NVIDIA positioned RTX Spark specifically for agent workloads, naming examples such as OpenClaw and Hermes Agent as target applications. The company claimed the RTX features will accelerate AI workloads and image quality and said more than 1,000 games and applications will support AI features on the new platform. Over 100 Windows software makers have reportedly signed on to support the chip, including Adobe, Blender, ComfyUI, Riot Games and Xbox.

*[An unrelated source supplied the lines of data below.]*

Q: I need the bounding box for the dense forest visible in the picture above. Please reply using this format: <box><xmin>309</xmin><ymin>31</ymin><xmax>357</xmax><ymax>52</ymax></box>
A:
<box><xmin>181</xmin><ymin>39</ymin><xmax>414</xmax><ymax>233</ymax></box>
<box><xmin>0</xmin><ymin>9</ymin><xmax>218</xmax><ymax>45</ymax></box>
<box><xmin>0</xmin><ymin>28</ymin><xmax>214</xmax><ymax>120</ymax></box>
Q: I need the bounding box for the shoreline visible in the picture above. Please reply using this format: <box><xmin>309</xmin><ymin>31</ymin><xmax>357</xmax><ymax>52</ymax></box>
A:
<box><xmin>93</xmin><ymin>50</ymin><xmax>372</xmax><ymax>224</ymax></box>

Several major PC makers committed to fall availability: ASUS, Dell, HP, Lenovo, Microsoft Surface and MSI, with Acer and Gigabyte listed to follow. Microsoft has already branded its RTX Spark system the Surface Laptop Ultra and called it “the most powerful Surface Laptop ever built.” OEMs have not yet published full configurations or pricing for their RTX Spark systems. NVIDIA framed the launch as part of a broader move into CPUs for AI. CEO Jensen Huang has described the opportunity as a potential $200 billion market, and NVIDIA cited sales of its earlier high‑end server CPU, Vera, — about $20 billion worth — as evidence of demand for its CPU efforts. like OpenClaw.

The announcement revives a difficult precedent: NVIDIA‑based ARM Windows devices were attempted and largely failed in the past, most notably Microsoft’s 2013 Surface RT, which resulted in a roughly $900 million write‑off. NVIDIA’s long‑term success with RTX Spark will hinge on real‑world performance tiers, pricing and the effectiveness of sandboxed security. NVIDIA has suggested the upside could be vast — Huang has spoken of “billions of agents” — but whether RTX Spark drives widespread adoption and a dramatic increase in CPU demand remains to be seen.